PURPOSE: X-linked high myopia with mild cone dysfunction and color vision defects has been mapped to chromosome Xq28 (MYP1 locus). CXorf2/TEX28 is a nested, intercalated gene within the red-green opsin cone pigment gene tandem array on Xq28. The authors investigated whether TEX28 gene alterations were associated with the Xq28-linked myopia phenotype. Genomic DNA from five pedigrees (with high myopia and either protanopia or deuteranopia) that mapped to Xq28 were screened for TEX28 copy number variations (CNVs) and sequence variants. METHODS: To examine for CNVs, ultra-high resolution array-comparative genomic hybridization (array-CGH) assays were performed comparing the subject genomic DNA with control samples (two pairs from two pedigrees). Opsin or TEX28 gene-targeted quantitative real-time gene expression assays (comparative CT method) were performed to validate the array-CGH findings. All exons of TEX28, including intron/exon boundaries, were amplified and sequenced using standard techniques. RESULTS: Array-CGH findings revealed predicted duplications in affected patient samples. Although only three copies of TEX28 were previously reported within the opsin array, quantitative real-time analysis of the TEX28 targeted assay of affected male or carrier female individuals in these pedigrees revealed either fewer (one) or more (four or five) copies than did related and control unaffected individuals. Sequence analysis of TEX28 did not reveal any variants associated with the disease status. CONCLUSIONS: CNVs have been proposed to play a role in disease inheritance and susceptibility as they affect gene dosage. TEX28 gene CNVs appear to be associated with the MYP1 X-linked myopia phenotypes.

An international collaborative family-based whole-genome linkage scan for high-grade myopia.
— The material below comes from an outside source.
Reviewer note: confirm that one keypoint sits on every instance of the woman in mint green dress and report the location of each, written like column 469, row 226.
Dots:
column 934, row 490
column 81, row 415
PURPOSE: Several nonsyndromic high-grade myopia loci have been mapped primarily by microsatellite markers and a limited number of pedigrees. In this study, whole-genome linkage scans were performed for high-grade myopia, using single nucleotide polymorphisms (SNPs) in 254 families from five independent sites. METHODS: Genomic DNA samples from 1411 subjects were genotyped (Linkage Panel IVb; Illumina, San Diego, CA). Linkage analyses were performed on 1201 samples from 10 Asian, 12 African-American, and 221 Caucasian families, screening for 5744 SNPs after quality-control exclusions. Two disease states defined by sphere (SPH) and spherical equivalence (SE; sphere+cylinder/2) were analyzed. Parametric and nonparametric two-point and multipoint linkage analyses were performed using the FASTLINK, HOMOG, and MERLIN programs. Multiple stratified datasets were examined, including overall, center-specific, and race-specific. Linkage regions were declared suggestive if they had a peak LOD score >or= 1.5. RESULTS: The MYP1, MYP3, MYP6, MYP11, MYP12, and MYP14 loci were replicated. The novel region q34.11 on chromosome 9 (max NPL= 2.07 at rs913275) was identified. Chromosome 12, region q21.2-24.12 (36.59 cM, MYP3 locus) showed significant linkage (peak HLOD = 3.48) at rs337663 in the overall dataset by SPH and was detected by the Duke, Asian, and Caucasian subsets as well. Potential shared interval was race dependent-a 9.4-cM region (rs163016-rs1520724) driven by the Asian subset and a 13.43-cM region (rs163016-rs1520724) driven by the Caucasian subset. CONCLUSIONS: The present study is the largest linkage scan to date for familial high-grade myopia. The outcomes will facilitate the identification of genes implicated in myopic refractive error development and ocular growth.